Members in the Community: “Rejecting the soft bigotry of low expectations”

This story comes from one of our member companies Sherman Financial Group. Meeting Street Academy (MSA) was founded by Sherman “…upon the belief that all children deserve an excellent education regardless of their geographic or socioeconomic circumstances…” (Sherman Financial Group).

Early Friday morning, I started my day by reading a column that appeared [in Post & Courier] titled “The Warring Forces in the Education Battle.” Later, I visited one of the third- grade classrooms in our Title One School, Meeting Street Elementary @ Brentwood, a public-private partnership school run by Meeting Street Schools with the power to make all staffing decisions independently and choose our own best practices for educating under-resourced kids. As I observed the learning taking place that morning, I was filled with great optimism for our students and deeply disturbed by what I had read.

I have no doubt the authors were well-intentioned, but their argument protecting the status quo of education betrays the children of South Carolina in the most insidious way possible.

In case you missed it, the authors basically argued that due to the circumstances of under-resourced kids outside of school, there is little we can do to improve the horrible outcomes we currently experience in almost all public schools serving these kids — who, by the way, make up over half of our students in South Carolina. The authors would have us believe that the conditions these kids face outside of school — their family incomes, transiency, and lack of access to health care, employment and mental health services — make it impossible to expect that we can achieve educational
outcomes that are consistent with more affluent children. This is indeed the soft bigotry of low expectations.

As I sat in that third-grade classroom, I watched two highly effective teachers use cutting-edge curriculum as they taught kids about “juicy words” from a book about a traveling African American family. The teachers incorporated breakout groups, effective classroom management techniques, gentle peer pressure, and pure joy of teaching to ensure that all kids participated and performed. During that session, a specialist entered the room, and a child who needed help happily dashed off to receive one-on-one instruction. It was like watching a finely tuned orchestra perform, where the whole became more than the sum of the parts! And then, what really blew me away, was that I walked into the third grade classroom next door and observed exactly the same thing happening — same book, same juicy words, same music being played by the orchestra. So what does all this mean in terms of outcomes?

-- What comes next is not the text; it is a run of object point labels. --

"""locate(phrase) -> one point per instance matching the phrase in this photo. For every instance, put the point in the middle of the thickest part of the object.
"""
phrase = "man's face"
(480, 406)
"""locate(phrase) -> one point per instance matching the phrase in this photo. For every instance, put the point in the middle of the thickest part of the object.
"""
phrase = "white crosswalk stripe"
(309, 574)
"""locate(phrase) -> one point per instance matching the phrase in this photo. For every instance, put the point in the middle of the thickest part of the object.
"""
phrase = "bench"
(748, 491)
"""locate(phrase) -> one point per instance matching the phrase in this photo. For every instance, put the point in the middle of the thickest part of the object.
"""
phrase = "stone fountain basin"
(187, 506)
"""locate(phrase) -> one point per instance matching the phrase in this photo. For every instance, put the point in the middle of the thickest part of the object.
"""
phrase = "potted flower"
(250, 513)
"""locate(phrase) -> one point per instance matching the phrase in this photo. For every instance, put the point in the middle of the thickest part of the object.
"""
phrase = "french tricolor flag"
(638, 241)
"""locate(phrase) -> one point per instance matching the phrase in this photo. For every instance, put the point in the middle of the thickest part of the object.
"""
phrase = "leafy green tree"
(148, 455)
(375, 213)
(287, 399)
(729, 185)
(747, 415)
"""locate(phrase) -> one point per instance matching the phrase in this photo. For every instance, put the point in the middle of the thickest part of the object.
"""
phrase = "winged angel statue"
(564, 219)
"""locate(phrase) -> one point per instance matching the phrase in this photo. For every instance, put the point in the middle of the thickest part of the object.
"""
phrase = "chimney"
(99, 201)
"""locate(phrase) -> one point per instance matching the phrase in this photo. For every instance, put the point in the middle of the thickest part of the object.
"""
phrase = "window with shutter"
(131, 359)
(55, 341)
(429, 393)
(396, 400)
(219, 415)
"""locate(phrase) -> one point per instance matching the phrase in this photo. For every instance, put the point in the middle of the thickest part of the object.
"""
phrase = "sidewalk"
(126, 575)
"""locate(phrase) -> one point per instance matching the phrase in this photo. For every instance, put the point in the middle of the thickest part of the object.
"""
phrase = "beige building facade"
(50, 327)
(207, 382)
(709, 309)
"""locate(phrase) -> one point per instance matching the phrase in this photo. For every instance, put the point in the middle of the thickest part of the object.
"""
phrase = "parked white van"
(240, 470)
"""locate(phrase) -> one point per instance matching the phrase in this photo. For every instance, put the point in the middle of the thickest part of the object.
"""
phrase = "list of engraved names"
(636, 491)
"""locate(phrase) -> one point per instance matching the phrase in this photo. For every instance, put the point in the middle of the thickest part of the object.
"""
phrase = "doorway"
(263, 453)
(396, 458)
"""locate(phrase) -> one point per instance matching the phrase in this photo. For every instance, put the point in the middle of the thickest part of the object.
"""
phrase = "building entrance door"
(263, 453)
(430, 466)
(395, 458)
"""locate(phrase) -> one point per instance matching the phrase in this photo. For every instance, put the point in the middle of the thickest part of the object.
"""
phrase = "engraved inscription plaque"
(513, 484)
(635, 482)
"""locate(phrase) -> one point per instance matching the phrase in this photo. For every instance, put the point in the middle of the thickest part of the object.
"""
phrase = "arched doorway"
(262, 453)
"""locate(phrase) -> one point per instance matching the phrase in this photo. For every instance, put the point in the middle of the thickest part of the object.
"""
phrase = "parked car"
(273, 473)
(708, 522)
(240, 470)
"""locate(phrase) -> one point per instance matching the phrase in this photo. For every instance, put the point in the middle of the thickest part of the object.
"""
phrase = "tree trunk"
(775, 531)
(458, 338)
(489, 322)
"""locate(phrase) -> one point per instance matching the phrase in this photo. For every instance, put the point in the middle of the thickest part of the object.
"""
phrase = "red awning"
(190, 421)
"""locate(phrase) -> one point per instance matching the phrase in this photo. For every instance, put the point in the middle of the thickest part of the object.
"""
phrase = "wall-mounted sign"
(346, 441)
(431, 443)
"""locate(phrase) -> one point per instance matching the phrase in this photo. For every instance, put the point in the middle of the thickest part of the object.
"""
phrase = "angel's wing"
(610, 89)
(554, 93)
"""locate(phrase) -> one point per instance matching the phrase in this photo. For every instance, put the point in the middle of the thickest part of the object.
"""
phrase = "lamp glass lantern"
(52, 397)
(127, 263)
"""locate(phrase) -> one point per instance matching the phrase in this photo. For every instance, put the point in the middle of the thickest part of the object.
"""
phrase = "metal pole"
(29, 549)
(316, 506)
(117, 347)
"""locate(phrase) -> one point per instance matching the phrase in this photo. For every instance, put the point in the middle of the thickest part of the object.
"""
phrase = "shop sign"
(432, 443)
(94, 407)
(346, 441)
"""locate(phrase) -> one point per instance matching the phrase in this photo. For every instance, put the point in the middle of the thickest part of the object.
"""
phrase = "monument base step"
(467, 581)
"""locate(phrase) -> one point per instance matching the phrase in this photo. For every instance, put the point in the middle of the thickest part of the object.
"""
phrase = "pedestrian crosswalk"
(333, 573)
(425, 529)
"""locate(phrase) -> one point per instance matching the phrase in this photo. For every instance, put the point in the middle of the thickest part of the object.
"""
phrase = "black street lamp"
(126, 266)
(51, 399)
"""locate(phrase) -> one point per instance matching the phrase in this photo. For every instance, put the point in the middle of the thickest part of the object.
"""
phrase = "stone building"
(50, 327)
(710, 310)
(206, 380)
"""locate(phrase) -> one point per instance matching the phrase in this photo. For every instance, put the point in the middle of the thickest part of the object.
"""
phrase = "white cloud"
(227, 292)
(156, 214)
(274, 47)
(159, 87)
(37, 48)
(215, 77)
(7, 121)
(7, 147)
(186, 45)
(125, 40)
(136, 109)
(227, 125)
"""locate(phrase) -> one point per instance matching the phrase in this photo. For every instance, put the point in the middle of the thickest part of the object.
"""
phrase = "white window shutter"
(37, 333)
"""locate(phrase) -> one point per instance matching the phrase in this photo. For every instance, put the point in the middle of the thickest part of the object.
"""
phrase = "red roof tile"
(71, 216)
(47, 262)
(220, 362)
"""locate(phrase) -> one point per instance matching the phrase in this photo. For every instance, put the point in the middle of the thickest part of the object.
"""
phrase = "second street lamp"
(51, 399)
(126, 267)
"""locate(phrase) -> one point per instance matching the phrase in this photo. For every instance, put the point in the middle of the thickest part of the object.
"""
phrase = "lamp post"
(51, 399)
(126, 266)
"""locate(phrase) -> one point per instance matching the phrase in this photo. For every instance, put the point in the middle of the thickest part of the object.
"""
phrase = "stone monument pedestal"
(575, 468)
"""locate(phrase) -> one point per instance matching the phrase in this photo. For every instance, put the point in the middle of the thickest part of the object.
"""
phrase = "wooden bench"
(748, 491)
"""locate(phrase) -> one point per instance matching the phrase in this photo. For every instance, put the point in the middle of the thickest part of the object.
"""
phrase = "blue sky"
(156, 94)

If you came to one of our Friday community celebrations, where all families are invited and many attend, you would see the schoolwide culture of caring and excellence; the implementation of our “Path to Success” life skills curriculum; and the report card conferences where 100 percent attendance is guaranteed by a staff that relentlessly tracks down any absent parents and caregivers. And most importantly, you would see the bottomless commitment Brentwood’s teachers have to our kids and the comfort they take in the expectation that the child’s next teacher will care just as much
and be just as diligent as they are. If ever that expectation isn’t met, that next teacher will be managed out, because all decisions are made based on what is best for kids.

And what about those pesky test scores? Look at how Brentwood’s standardized MAP test results from last spring compared to all other North Charleston Title I schools. At Brentwood, 80 percent of students scored in the top two quartiles, and only 6 percent in the bottom quartile. By comparison, only 36 percent of test results for students at other North Charleston Title I schools were in the top two quartiles, and fully 35 percent in the bottom quartile. Can you imagine? Top two quartiles means college or vocational school, good job, bright future … while bottom quartile means dropout or best case social promotion through school.

Those scores put Brentwood’s K-2nd grades in the 78-97th percentile out of approximately 15,000 schools that take the MAP test; and North Charleston in just the 13-25th percentile. Same kids, same neighborhood, same circumstances … radically different outcomes.

To be sure, in order to achieve these results it takes enormous change from the status quo of public education. But the next time someone says we can’t do better in educating our kids because of where they come from, get angry because it’s just not true. We can do so much better. We know because we are already doing it.


Benjamin Navarro is the founder of Meeting Street Schools and founder and CEO of Sherman Financial Group, a Charleston-based global investment company.